The ability of organisations to realise business value from data increasingly depends on their capacity to collect, process, store and analyse it at the Edge, new research from Aruba, a Hewlett Packard Enterprise company, suggests.
Based on a global study of 2,400 IT decision-makers (ITDMs), 70% in Asia-Pacific markets — including Australia, China, Hong Kong, India, Japan, Singapore and South Korea — are already actively using Edge technologies to deliver new outcomes, with 6% planning to do so in the next year.
However, 84% recognise the urgency around the need to implement integrated systems to handle data at the Edge.
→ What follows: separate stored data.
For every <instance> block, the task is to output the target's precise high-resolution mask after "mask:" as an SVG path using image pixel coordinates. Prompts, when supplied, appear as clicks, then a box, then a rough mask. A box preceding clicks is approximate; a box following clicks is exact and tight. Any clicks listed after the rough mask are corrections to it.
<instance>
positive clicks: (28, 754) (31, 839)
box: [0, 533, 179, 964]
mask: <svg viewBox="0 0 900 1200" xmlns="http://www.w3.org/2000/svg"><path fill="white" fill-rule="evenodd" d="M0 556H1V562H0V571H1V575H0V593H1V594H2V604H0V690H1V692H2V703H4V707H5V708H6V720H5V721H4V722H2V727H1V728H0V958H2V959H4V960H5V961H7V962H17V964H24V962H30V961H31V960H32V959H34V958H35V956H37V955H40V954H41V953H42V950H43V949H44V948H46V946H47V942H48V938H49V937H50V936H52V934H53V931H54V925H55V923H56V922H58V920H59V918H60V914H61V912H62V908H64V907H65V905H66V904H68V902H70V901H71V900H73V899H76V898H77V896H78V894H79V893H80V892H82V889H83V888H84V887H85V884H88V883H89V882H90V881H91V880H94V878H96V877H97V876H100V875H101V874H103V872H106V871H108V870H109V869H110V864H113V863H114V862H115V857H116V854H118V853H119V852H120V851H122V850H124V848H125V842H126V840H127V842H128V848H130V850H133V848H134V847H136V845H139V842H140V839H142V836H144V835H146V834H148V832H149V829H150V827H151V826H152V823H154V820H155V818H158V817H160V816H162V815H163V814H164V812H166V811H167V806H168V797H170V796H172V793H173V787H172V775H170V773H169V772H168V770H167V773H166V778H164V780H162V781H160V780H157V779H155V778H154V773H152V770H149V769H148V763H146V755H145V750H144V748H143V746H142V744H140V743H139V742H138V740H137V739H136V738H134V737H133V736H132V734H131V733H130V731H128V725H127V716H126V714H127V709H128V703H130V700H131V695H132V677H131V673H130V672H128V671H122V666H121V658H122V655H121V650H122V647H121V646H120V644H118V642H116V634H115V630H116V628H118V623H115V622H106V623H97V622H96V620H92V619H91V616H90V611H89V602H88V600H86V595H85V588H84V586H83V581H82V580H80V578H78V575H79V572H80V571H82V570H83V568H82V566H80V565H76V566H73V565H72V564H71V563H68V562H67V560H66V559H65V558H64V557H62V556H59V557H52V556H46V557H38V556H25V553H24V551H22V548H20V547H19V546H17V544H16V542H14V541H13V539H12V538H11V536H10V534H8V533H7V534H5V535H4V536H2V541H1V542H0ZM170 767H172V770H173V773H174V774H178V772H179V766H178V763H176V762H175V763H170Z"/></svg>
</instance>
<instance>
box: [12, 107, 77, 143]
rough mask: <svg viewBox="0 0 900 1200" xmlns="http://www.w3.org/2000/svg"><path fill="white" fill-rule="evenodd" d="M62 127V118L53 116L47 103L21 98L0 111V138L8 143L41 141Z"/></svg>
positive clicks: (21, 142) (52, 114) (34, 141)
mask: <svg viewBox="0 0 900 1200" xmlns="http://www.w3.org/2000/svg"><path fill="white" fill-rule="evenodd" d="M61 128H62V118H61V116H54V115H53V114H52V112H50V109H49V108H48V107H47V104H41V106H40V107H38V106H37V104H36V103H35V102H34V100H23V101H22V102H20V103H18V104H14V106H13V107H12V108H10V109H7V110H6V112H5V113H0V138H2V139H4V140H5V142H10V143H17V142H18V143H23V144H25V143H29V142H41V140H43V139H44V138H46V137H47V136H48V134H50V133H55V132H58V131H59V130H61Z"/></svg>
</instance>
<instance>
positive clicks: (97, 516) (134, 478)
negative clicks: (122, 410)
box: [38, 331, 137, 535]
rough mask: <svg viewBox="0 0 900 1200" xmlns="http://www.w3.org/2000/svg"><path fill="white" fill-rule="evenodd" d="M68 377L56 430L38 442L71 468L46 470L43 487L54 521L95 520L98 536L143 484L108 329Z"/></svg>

Globally, 78% of ITDMs in production deployment with Edge technologies said they were in a position to use this data to improve business decisions or processes. That compares with just 42% of ITDMs in the APAC region who are only at the pilot stage and 31% who are planning pilots in the next year.
“Despite the economic brunt of COVID-19, the global interconnection bandwidth sees a 47% CAGR by 2023, with the APAC region leading the adoption of private connectivity services,” said Justin Chiah, senior director pf South East Asia, Taiwan and Hong Kong/Macau at Aruba.
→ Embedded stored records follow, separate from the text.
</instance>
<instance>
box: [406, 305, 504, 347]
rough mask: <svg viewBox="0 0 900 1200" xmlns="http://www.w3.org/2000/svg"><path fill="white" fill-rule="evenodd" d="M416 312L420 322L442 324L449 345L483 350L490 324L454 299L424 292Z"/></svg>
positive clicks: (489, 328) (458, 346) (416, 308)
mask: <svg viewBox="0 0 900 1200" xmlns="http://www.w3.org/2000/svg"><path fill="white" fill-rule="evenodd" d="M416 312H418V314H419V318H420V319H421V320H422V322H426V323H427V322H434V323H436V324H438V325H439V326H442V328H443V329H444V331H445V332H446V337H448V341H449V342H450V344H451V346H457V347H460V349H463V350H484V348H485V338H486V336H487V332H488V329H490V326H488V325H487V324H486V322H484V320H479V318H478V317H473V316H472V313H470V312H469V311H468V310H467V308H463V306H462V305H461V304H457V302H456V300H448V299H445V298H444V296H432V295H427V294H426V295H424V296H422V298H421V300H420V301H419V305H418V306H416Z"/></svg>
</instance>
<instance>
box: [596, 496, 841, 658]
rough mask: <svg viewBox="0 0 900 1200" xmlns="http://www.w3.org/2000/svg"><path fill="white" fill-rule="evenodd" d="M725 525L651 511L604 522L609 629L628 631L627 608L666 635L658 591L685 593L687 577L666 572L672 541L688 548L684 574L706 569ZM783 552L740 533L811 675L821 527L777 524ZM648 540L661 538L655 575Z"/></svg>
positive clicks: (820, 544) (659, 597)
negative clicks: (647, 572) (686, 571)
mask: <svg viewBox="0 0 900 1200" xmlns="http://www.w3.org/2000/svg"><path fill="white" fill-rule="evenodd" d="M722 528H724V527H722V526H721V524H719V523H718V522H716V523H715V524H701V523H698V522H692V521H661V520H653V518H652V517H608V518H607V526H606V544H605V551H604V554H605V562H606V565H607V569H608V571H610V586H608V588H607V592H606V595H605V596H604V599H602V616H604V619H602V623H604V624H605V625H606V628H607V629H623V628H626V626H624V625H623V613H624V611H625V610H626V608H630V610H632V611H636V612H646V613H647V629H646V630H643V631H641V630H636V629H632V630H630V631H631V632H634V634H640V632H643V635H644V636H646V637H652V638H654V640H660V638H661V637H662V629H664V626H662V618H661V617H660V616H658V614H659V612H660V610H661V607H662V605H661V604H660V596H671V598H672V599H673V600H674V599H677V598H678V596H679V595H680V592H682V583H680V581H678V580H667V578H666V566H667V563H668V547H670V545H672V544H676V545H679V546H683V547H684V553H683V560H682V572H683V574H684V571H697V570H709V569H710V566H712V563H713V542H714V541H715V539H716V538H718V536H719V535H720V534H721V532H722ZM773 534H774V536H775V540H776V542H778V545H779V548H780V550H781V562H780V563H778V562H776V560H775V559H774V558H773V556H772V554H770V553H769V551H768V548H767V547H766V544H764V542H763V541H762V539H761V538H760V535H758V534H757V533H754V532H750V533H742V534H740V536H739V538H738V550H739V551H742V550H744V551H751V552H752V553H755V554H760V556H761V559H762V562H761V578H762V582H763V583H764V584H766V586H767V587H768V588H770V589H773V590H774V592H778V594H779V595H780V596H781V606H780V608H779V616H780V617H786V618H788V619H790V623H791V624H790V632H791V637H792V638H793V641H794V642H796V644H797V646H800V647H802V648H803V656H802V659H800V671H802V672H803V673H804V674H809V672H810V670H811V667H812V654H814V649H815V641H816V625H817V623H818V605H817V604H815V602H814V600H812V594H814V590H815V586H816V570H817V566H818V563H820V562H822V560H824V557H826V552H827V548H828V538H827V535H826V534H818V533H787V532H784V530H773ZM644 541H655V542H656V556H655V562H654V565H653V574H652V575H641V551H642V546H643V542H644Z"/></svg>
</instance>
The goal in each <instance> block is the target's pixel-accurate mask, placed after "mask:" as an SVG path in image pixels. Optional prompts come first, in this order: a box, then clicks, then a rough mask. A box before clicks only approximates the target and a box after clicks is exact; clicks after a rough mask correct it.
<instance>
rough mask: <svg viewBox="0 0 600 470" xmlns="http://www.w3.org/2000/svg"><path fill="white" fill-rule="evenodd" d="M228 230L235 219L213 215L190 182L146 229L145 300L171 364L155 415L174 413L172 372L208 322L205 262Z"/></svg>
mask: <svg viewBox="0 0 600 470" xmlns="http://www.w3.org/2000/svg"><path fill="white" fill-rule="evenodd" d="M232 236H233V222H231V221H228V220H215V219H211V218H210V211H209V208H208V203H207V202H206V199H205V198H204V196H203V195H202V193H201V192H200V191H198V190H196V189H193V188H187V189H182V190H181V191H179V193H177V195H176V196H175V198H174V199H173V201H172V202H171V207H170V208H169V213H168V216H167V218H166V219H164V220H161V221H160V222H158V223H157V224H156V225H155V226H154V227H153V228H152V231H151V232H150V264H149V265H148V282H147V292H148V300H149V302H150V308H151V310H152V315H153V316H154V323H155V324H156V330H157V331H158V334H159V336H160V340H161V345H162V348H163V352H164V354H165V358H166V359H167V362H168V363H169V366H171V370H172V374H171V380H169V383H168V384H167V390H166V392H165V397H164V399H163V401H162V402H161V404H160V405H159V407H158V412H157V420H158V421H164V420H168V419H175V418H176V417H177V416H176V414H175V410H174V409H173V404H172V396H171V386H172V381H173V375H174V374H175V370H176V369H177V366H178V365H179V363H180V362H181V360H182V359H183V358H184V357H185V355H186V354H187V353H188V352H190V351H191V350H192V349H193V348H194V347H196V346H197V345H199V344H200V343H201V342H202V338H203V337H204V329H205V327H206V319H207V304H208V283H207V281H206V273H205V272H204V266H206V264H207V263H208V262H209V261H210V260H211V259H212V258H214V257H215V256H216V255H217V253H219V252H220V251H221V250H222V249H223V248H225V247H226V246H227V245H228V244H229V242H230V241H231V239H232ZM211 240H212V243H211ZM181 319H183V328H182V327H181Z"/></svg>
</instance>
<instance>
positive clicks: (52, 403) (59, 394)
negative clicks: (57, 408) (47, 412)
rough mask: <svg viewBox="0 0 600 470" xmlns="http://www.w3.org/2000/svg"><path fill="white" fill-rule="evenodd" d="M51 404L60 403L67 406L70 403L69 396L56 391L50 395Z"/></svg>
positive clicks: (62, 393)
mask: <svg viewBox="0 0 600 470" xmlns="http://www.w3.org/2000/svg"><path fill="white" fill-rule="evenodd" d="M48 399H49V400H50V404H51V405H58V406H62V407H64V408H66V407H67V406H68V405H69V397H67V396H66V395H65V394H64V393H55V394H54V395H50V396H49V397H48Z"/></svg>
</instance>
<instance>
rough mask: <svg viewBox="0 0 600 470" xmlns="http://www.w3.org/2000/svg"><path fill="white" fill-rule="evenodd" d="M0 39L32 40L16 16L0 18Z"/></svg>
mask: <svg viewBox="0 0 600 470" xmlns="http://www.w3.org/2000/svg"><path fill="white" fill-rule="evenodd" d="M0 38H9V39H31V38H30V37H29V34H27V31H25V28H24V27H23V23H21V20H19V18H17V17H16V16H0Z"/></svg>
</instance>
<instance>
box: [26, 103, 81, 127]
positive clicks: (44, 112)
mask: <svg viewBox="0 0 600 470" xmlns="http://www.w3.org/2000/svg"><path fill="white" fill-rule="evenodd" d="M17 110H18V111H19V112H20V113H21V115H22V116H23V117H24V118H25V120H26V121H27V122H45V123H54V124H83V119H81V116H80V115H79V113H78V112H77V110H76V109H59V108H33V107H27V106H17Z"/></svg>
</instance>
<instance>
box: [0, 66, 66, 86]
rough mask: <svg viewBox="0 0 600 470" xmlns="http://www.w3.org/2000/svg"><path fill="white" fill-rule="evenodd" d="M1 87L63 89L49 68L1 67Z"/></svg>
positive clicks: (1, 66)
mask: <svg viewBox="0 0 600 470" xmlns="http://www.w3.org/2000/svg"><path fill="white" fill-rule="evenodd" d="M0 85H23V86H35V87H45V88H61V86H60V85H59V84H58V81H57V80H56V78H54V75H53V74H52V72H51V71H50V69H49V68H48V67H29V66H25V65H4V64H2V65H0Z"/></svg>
Chiah said this elevated appetite for Edge connectivity services, enabled by increasingly prevalent IoT infrastructure, continues to transform the new hybrid workplace model as businesses move workloads to the Edge.
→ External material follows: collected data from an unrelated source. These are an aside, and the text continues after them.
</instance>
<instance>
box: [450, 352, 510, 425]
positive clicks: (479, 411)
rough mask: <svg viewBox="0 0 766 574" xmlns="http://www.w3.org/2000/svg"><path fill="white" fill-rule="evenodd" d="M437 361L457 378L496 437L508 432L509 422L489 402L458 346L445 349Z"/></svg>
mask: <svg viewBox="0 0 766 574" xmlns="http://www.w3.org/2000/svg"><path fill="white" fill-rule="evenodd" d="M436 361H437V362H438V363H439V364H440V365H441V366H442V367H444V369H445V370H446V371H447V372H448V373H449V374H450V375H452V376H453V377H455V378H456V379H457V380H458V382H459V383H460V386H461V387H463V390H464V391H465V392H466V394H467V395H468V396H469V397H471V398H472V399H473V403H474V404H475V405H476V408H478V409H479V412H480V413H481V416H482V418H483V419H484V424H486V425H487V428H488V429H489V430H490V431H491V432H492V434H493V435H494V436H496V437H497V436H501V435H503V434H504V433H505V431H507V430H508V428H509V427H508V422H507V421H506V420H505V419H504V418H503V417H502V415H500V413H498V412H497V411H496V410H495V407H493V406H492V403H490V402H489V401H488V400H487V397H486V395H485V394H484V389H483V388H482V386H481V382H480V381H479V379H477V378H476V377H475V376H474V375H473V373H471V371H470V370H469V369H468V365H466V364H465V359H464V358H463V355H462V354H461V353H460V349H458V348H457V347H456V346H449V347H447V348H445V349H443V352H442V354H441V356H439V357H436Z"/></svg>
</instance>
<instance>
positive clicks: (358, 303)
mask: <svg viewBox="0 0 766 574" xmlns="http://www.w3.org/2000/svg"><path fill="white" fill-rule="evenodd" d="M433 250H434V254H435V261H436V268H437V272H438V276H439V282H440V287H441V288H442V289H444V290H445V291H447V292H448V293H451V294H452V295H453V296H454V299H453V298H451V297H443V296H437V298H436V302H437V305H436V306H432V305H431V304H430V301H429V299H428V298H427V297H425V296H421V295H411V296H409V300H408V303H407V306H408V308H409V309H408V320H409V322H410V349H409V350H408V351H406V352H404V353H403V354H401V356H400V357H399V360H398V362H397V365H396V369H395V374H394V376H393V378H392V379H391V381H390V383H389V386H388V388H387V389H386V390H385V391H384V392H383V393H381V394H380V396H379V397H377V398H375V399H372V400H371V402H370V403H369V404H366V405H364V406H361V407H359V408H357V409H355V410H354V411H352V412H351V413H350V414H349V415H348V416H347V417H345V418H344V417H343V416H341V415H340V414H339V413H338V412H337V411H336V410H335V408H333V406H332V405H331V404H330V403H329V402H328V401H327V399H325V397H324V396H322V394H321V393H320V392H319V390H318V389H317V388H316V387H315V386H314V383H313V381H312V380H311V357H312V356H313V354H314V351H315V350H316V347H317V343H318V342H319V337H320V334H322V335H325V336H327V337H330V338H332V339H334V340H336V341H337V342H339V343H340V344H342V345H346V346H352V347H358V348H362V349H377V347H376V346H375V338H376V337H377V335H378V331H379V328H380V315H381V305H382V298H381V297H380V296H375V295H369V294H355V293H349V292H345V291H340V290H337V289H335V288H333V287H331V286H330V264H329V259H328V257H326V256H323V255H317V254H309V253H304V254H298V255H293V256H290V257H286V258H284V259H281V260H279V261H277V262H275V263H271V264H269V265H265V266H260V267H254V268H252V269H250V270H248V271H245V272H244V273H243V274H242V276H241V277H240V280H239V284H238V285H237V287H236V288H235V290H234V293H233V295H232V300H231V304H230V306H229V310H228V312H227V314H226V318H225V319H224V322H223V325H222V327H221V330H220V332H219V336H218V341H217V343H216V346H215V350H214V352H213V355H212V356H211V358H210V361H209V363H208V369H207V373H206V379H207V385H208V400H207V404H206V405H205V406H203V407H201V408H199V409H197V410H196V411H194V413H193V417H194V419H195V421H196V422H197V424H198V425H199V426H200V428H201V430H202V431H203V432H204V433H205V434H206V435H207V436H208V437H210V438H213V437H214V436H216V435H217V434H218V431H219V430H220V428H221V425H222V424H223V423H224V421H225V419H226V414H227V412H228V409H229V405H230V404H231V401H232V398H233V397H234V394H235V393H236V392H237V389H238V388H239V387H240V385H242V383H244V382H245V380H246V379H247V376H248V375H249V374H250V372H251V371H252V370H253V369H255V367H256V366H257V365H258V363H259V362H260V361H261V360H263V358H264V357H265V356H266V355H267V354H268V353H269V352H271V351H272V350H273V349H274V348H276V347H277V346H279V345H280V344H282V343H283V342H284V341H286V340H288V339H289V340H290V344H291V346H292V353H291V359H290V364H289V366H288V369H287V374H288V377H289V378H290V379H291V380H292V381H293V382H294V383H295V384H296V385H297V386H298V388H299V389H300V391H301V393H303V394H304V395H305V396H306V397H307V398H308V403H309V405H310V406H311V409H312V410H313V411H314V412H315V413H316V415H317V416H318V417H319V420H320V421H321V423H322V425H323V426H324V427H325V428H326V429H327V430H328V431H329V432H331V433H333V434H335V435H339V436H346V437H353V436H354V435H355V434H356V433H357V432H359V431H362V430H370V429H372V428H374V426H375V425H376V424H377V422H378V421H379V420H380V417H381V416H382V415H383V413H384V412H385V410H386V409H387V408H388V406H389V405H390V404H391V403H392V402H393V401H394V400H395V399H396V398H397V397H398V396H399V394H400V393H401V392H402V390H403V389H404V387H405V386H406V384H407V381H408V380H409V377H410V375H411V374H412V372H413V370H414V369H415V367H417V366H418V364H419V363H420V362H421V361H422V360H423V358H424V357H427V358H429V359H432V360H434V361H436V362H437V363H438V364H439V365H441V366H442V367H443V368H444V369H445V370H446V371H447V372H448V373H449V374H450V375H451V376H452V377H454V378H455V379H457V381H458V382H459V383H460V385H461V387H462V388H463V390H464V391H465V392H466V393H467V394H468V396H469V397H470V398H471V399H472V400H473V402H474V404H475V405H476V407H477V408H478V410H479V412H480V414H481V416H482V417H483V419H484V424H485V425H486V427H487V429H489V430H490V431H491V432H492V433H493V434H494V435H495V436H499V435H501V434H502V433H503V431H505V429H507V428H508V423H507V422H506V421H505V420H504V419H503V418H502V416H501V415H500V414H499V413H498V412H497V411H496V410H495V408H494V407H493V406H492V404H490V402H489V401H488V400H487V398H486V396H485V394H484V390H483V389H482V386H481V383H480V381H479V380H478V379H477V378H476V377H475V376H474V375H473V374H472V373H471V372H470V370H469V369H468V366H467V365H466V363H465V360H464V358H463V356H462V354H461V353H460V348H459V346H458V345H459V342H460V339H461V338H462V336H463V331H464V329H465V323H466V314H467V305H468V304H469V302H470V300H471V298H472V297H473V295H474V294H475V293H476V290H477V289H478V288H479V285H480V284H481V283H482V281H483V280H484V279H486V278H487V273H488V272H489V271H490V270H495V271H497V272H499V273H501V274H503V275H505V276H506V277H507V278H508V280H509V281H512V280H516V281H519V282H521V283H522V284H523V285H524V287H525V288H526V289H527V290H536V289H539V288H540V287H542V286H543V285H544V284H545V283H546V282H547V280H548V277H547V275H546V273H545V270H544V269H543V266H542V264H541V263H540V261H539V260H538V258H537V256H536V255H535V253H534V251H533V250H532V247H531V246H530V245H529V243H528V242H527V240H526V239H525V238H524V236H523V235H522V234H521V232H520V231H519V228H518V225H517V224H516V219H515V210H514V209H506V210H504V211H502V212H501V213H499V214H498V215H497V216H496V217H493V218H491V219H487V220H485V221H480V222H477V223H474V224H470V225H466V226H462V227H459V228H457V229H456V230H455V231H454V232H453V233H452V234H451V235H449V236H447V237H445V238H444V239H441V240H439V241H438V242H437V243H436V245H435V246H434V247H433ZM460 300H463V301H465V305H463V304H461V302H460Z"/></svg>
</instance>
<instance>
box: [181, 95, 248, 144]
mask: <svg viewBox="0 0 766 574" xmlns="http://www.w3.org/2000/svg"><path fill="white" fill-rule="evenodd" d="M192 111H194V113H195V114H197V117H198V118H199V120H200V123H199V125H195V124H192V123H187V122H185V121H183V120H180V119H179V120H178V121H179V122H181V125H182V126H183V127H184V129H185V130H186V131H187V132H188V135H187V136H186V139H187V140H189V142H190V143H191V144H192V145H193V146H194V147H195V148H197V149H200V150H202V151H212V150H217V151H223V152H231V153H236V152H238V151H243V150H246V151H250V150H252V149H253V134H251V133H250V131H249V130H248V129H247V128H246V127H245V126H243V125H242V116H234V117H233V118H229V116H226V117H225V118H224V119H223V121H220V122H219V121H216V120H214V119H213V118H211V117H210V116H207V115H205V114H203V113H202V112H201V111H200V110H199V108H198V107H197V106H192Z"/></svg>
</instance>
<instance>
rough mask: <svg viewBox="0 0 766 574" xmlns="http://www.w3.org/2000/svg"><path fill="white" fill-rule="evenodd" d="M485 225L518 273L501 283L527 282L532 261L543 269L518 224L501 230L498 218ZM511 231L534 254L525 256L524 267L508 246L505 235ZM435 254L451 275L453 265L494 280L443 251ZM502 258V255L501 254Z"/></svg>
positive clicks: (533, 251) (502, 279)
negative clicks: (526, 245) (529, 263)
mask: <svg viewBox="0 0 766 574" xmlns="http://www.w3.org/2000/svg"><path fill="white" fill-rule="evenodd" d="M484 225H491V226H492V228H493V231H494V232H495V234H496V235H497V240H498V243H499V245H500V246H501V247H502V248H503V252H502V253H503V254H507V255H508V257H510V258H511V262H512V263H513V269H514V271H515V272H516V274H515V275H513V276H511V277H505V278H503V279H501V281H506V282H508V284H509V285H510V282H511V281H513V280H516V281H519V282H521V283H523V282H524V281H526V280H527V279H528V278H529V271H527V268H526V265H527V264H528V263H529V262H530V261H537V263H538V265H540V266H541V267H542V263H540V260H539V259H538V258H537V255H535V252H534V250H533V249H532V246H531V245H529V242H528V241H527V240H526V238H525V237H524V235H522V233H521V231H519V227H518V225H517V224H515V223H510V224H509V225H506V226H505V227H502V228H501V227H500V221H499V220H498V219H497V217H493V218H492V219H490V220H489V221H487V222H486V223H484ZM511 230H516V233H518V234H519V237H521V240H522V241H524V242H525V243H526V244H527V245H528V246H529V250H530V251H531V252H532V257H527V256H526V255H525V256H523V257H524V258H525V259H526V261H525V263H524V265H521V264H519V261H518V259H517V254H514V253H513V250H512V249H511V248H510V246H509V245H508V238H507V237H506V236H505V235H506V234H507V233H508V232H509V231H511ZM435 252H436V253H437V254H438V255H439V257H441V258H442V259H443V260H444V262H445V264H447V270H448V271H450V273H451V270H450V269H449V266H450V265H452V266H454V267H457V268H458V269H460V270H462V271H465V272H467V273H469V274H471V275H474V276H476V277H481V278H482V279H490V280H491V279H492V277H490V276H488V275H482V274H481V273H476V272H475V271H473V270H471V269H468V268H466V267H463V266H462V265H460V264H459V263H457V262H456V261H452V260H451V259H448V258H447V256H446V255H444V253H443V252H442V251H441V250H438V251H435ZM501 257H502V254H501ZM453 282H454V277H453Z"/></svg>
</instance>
Survey findings also show that firms are drowning in data, and yet they see the Edge as a solution. Across APAC, 37% of ITDMs said “there is too much data for our systems to handle” and 30% said that “we cannot process the data quickly enough to take action.”
Also, boosting efficiency and creating new experiences ranked as the top (54% of respondents) benefit from capturing and analysing data at the Edge.
Still, concerns over cost, skills and security abound as 34% of ITDMs in APAC pointed to a lack of expertise, skill or understanding with regard to Edge technologies, as well as difficulty integrating with legacy technologies as top concerns.
Notably, 95% think they are missing at least some skills needed to help their organisation unlock the value of data.